TheoBerglin commented 5 years ago

@mitemijalkov I tested with another graph and didn't get the correct result, even with the knowledge of inverted weights. I think the algorithm isn't calculating the number of shortest paths correctly in the case o weighted graphs. This is due to

Duw = D(v)+G1(v,w); % path length to be tested if Duw<D(w) % if new u->w shorter than old

Where only if the new path length is shorter it's saved, not equally short. I'll have a look at it more. I tested it with the matrix

A9 = [1 2 0 2 0; 2 1 4 1 0; 0 4 1 0 0; 2 1 0 1 4; 0 0 0 4 1];

Which should yield

exp_res9 = [2/5 5/8 0 5/8 0];

But instead got the expected result

[1/3 1/2 0 1/2 0]

For node 2 and 4 the reason is that we only calculate the number shortest path as one and that this one goes through node 2 and 4 for path 3->4 and 3->5 for node 2 and 2->5 and 3->5 for node 4.
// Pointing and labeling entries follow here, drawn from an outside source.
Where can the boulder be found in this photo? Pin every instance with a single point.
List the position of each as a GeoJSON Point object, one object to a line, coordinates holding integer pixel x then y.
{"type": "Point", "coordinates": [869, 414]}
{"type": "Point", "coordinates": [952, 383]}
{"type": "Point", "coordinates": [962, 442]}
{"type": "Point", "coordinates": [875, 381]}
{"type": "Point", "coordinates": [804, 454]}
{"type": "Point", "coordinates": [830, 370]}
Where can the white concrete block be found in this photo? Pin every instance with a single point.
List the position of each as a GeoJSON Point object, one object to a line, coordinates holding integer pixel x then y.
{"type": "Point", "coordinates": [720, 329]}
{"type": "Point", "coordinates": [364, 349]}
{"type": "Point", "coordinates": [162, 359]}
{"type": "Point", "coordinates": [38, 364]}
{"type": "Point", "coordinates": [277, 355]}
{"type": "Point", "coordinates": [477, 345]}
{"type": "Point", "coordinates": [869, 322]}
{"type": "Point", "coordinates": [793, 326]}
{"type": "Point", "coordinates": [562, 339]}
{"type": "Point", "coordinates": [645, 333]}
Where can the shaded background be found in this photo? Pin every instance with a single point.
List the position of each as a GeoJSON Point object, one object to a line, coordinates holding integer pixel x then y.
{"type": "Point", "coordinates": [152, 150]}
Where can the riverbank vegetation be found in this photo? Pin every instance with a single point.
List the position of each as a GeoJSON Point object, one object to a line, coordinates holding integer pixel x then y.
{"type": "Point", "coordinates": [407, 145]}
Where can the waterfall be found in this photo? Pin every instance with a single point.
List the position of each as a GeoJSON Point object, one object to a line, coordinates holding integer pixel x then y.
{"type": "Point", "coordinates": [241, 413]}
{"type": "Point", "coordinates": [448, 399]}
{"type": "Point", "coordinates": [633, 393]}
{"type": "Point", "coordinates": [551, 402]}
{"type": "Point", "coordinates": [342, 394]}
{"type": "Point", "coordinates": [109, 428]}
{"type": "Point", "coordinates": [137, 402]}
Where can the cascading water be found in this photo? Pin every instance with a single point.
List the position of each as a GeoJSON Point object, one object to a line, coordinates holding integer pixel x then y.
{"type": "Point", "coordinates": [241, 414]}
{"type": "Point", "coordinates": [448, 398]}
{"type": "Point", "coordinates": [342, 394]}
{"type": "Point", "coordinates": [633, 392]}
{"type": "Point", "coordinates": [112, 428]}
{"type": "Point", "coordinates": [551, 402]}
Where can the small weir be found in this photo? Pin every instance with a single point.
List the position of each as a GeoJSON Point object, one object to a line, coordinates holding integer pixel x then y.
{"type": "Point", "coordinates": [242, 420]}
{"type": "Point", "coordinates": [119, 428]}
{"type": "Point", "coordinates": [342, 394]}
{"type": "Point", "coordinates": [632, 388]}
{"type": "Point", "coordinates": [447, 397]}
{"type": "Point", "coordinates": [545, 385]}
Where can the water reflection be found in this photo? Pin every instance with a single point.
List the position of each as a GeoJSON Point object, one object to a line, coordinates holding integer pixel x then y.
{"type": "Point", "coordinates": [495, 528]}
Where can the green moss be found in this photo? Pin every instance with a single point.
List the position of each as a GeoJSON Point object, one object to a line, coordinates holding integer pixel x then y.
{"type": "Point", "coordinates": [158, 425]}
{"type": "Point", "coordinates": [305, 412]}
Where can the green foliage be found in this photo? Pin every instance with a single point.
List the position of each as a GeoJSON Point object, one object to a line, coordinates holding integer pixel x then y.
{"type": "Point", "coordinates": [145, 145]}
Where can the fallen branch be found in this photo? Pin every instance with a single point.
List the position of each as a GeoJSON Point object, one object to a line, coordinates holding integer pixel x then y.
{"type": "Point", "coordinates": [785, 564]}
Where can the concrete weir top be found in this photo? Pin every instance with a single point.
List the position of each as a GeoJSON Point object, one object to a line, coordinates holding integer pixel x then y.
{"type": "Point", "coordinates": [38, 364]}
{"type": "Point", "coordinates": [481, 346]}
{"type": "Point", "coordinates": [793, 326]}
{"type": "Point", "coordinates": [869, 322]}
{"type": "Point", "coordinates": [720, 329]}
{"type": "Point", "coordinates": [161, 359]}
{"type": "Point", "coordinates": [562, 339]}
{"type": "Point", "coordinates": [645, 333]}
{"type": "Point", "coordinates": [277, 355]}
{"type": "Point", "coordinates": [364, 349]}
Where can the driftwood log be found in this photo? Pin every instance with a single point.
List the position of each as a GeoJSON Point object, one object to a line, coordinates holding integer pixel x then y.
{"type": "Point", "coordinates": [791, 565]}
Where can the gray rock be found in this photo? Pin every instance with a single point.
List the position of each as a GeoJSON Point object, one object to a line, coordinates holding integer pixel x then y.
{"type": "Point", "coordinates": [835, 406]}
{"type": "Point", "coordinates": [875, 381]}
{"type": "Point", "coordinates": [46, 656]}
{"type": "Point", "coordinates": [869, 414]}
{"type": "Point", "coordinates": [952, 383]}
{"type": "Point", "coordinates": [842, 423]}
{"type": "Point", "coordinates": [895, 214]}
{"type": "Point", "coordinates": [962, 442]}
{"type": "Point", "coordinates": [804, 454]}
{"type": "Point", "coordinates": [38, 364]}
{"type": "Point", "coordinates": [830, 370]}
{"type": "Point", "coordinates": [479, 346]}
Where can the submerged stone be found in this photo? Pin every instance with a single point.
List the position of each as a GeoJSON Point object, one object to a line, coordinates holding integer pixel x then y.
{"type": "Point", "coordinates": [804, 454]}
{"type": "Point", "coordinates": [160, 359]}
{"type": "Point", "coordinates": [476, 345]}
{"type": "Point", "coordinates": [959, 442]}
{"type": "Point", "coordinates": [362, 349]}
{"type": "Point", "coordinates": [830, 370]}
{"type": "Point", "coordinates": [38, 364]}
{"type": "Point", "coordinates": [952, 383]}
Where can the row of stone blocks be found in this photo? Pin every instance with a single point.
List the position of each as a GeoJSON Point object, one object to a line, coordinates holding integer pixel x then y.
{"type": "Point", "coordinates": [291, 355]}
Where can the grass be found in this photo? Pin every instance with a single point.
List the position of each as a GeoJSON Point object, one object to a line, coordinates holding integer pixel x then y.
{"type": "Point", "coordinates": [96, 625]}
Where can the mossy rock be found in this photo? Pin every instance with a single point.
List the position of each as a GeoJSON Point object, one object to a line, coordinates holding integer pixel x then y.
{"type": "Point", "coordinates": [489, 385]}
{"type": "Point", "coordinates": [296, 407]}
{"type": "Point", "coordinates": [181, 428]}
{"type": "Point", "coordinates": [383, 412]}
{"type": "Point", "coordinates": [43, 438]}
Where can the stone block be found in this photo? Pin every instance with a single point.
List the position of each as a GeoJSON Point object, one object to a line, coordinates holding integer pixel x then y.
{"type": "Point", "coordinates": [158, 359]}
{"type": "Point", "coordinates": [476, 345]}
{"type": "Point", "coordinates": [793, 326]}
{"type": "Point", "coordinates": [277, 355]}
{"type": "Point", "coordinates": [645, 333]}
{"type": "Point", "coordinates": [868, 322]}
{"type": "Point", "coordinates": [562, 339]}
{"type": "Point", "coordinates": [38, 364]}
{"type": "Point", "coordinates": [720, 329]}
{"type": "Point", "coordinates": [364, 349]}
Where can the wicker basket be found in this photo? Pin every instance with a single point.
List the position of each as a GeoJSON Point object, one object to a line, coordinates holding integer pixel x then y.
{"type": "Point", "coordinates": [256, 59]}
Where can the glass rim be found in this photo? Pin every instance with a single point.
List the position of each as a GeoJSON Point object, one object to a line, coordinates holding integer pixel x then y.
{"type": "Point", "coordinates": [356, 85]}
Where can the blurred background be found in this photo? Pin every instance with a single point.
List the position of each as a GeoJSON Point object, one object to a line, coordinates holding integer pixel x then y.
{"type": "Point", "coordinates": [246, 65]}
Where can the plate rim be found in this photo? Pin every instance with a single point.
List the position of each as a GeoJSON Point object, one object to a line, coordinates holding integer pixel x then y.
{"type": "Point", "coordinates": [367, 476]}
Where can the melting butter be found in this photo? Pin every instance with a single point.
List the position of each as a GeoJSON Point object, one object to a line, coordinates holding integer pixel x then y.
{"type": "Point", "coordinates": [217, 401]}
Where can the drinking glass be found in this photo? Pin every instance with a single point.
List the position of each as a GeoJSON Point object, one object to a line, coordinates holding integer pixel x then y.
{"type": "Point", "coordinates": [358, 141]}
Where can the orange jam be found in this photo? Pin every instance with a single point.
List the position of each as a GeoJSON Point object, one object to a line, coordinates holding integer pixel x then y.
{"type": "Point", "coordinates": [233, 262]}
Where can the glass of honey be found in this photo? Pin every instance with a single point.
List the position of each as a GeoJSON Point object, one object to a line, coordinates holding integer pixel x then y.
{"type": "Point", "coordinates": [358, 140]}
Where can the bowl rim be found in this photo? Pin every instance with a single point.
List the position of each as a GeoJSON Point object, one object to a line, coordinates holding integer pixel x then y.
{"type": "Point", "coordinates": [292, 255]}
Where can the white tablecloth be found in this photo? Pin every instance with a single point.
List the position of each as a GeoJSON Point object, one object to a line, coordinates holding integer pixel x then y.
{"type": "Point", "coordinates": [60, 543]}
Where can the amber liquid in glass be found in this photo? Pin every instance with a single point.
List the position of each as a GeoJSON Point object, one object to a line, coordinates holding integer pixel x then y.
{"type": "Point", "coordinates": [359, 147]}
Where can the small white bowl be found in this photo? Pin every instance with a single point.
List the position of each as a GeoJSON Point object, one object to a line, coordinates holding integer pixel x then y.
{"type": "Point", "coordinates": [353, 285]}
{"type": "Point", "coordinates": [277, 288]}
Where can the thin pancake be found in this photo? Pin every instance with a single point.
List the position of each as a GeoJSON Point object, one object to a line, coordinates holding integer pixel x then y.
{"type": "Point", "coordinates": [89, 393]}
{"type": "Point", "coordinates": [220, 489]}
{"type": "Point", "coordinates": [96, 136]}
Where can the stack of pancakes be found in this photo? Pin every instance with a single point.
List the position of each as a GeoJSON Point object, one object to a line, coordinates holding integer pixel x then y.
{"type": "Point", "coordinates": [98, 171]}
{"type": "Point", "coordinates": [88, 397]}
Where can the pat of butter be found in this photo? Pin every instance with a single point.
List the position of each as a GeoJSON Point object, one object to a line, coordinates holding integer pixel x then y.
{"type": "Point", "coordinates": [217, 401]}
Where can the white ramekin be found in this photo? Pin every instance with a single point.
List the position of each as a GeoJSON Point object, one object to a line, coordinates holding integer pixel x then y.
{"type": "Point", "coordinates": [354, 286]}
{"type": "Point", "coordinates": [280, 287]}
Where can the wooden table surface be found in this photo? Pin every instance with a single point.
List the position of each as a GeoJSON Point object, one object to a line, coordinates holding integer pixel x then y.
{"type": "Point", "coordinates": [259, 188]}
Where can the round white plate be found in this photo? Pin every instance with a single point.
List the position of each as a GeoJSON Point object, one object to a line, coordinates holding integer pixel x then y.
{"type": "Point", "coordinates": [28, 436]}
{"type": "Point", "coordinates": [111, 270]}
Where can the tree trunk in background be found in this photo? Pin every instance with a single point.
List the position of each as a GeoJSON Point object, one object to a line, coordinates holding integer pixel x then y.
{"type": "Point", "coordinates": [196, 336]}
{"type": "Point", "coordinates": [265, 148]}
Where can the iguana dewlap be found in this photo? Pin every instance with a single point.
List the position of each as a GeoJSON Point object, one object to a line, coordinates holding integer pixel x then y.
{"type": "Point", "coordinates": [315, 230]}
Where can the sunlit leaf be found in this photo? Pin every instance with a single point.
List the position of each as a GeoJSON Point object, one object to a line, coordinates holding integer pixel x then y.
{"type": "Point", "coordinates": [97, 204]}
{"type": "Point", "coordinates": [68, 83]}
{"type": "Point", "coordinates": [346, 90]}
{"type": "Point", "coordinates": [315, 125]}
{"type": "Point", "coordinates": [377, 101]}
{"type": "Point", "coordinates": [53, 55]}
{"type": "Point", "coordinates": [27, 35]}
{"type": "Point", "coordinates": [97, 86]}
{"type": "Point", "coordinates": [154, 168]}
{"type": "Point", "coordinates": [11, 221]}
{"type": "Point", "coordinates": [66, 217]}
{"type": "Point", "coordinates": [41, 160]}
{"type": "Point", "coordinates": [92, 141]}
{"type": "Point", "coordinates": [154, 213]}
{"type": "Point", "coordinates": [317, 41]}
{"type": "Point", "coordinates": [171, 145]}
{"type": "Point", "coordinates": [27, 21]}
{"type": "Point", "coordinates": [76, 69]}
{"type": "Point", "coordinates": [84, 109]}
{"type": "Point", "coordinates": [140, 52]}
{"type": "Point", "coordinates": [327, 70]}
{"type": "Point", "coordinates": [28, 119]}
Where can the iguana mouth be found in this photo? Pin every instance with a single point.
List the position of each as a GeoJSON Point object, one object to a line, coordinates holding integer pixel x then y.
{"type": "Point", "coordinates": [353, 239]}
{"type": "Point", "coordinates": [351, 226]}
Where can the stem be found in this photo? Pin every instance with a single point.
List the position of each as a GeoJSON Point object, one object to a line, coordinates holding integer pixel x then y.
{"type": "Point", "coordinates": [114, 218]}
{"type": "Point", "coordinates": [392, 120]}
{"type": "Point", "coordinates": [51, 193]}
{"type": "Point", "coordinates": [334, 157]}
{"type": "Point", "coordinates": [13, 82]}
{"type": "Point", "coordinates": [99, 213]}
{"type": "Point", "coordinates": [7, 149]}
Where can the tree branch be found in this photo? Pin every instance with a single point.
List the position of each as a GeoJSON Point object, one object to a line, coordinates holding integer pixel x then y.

As for the incorrect answer of node 1 I don't have a clear idea why it doesn't work.

Is this measure important and should we seek out a solution to this problem or leave it? I think we'll rarely have a weighted matrix for which 2 paths are equally short

TheoBerglin commented 5 years ago

The changed test file is available at the branch "121-betweenness-bug"

mitemijalkov commented 5 years ago

Can I ask how did you get the expected result? The reason I ask is I did it manually for this matrix and calculated the number of shortest paths each node lies on. The results for nodes 2 and 4 were correct (6 paths each) but the algorithm is returning value of 2 for node 1 (and you also have a nonzero value for it), while I could not find any shortest paths that pass through 1 by inspection? Wondering what did I miss? The 1/2 fraction is obtained by calculating 6 paths for nodes 2 and 4 and dividing it by the number of all possible paths (excluding the node itself), which in this case is 4*3=12 (so this result from the algorithm is correct. But I am still not sure about how node 1 is nonzero.

mitemijalkov commented 5 years ago

The normalization is not crucial (as one would be generally more interested in the relative betweeness between nodes rather that the absolute one) but it seems that there should be a division by 2 in the case of undirected networks.

TheoBerglin commented 5 years ago

In the case of undirected graphs I only calculate half of your connections as the other way around will yield the same result, ie I only calculate 2->3 and not 2->3 and 3->2.

For example for shortest path between node 3 and 4 the path 3->2->1->4 is equally short as 3->2->4 due to the weights of the edges. In this case, we have 2 shortest paths from node 3 to node 4. One of the two shortest paths pass through node 1. Both of the shortest paths pass through node 2 though. I've uploaded an image of my calculations to the branch 121-betweenness-bug in the util folder of graph.

If it's not important then I think we should leave this until we've done the randomization.

mitemijalkov commented 5 years ago

Hi, I agree lets leave it for now and finish the randomization first. Then, we have a skype meeting where we agree on what to do with it and we mention everything that we need to mention in the code/manual so that people know what they are calculating.

TheoBerglin commented 5 years ago

Hi,

That sounds great!

giovannivolpe commented 5 years ago

OK, please keep this in mind (I think this is what the "bug" tags implies).